In June of 2016, John Unsworth was appointed Dean of Libraries, University Librarian, and Professor of English at the University of Virginia. From 2012 to 2016, John served as Vice-Provost for Library and Technology Services and Chief Information Officer at Brandeis University, where he was also University Librarian and Professor of English. In August of 2013, he was appointed by President Obama to serve on the National Humanities Council.
Before joining Brandeis University, John was Dean of the Graduate School of Library and Information Science (GSLIS) at the University of Illinois, Urbana-Champaign from 2003 to 2012. In addition to being a Professor in GSLIS, at Illinois he also held appointments in the department of English and on the Library faculty. At Illinois he also served as Director of the Illinois Informatics Institute, from 2008 to 2011.
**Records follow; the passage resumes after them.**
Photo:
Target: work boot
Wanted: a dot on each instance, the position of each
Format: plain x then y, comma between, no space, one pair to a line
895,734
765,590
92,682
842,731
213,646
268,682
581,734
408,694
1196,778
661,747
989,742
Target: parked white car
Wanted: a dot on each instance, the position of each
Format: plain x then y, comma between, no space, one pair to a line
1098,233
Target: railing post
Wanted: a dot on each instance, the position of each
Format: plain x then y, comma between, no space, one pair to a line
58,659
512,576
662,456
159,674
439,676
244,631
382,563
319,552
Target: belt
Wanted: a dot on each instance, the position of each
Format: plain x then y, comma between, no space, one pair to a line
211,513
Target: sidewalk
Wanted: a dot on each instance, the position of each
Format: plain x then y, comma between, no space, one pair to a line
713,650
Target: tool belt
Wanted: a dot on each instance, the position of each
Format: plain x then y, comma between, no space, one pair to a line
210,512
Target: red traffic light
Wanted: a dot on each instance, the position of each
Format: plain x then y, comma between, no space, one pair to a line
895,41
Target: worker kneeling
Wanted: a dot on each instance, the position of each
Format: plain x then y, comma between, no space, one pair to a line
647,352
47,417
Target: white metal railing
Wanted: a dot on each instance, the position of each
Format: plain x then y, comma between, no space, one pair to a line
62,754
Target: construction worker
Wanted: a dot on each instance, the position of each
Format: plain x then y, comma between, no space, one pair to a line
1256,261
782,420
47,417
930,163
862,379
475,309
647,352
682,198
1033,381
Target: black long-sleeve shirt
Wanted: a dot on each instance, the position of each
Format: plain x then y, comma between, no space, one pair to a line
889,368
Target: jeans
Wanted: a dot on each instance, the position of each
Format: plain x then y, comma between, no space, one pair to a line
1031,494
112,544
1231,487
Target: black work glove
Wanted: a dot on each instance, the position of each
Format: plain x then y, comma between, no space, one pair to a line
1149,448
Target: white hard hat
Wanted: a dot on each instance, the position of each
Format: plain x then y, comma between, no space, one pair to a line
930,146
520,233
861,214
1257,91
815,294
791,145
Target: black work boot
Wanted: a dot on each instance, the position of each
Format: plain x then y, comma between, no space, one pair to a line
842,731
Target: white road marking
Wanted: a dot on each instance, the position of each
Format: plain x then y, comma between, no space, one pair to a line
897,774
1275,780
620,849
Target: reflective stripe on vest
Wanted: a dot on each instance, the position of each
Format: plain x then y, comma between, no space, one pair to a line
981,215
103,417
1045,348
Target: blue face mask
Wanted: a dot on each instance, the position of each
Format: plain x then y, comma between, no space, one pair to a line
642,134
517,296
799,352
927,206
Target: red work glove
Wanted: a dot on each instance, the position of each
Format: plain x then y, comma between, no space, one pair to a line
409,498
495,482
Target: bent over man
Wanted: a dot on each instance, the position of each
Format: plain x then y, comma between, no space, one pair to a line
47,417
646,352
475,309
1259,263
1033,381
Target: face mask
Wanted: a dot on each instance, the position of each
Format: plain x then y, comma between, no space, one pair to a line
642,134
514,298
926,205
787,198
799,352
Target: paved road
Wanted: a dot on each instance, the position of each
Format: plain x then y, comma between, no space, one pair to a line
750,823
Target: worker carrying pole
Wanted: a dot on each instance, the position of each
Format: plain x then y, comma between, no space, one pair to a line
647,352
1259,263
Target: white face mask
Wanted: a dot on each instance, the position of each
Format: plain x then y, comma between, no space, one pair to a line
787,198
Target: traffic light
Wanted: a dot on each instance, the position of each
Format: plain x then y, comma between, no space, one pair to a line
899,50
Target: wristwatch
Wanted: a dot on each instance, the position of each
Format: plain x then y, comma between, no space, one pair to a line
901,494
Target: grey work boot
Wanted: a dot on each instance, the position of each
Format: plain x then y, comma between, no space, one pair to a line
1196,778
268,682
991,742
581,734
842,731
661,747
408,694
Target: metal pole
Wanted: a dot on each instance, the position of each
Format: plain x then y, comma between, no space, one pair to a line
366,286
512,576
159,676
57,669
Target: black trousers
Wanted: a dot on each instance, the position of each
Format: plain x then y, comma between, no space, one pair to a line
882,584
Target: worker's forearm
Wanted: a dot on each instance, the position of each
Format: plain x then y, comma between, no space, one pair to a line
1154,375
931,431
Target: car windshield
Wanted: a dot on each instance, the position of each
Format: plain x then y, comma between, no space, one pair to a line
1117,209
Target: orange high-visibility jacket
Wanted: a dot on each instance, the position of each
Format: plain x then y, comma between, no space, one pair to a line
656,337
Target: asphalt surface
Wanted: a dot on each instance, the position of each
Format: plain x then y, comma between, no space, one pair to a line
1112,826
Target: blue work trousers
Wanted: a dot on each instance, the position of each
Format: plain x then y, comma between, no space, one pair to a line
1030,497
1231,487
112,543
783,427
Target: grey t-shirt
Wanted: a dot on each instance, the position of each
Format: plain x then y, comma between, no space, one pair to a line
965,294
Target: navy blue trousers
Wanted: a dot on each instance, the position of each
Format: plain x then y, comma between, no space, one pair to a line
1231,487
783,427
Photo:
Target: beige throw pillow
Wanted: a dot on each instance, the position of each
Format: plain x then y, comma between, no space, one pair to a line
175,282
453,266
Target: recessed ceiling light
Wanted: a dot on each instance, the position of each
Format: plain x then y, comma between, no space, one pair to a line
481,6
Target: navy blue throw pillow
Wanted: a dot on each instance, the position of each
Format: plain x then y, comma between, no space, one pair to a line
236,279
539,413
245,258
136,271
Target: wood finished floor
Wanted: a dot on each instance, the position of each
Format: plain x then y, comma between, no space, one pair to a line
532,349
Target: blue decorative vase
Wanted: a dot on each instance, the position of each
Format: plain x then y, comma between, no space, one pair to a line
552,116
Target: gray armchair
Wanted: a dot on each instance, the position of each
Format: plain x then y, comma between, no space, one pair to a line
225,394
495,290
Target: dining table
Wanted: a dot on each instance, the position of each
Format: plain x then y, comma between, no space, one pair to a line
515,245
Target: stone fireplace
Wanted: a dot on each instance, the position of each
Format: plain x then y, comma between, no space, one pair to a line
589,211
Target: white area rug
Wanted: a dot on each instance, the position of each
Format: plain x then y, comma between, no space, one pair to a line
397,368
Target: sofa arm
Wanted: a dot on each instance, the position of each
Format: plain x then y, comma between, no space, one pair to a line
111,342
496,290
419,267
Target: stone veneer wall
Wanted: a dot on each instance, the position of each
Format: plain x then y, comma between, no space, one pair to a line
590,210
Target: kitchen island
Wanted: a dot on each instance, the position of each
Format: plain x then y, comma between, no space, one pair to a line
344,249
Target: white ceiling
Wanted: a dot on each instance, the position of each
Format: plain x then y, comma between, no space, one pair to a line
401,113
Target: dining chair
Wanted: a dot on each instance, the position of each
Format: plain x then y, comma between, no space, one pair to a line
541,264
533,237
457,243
From 1993-2003, he served as the first Director of the Institute for Advanced Technology in the Humanities, and as a faculty member in the English Department, at the University of Virginia. For his work at IATH, he received the 2005 Richard W. Lyman Award from the National Humanities Center. He chaired the national commission that produced Our Cultural Commonwealth, the 2006 report on Cyberinfrastructure for Humanities and Social Science, on behalf of the American Council of Learned Societies, and he has supervised research projects across the disciplines in the humanities. He has also published widely on the topic of electronic scholarship, as well as co-directing one of nine national partnerships in the Library of Congress's National Digital Information Infrastructure Preservation Program, and securing grants from the National Endowment for the Humanities, the National Science Foundation, the Getty Grant Program, IBM, Sun, the Andrew W. Mellon Foundation, and others.
His first faculty appointment was in English, at North Carolina State University, from 1989 to 1993. He attended Princeton University and Amherst College as an undergraduate, graduating from Amherst in 1981. He received a Master's degree in English from Boston University in 1982 and a Ph.D. in English from the University of Virginia in 1988. In 1990, at NCSU, he co-founded the first peer-reviewed electronic journal in the humanities, Postmodern Culture (now published by Johns Hopkins University Press, as part of Project Muse). He also organized, incorporated, and chaired the Text Encoding Initiative Consortium, co-chaired the Modern Language Association's Committee on Scholarly Editions, and served as President of the Association for Computers and the Humanities and later as chair of the steering committee for the Alliance of Digital Humanities Organizations, as well as serving on many other editorial and advisory boards.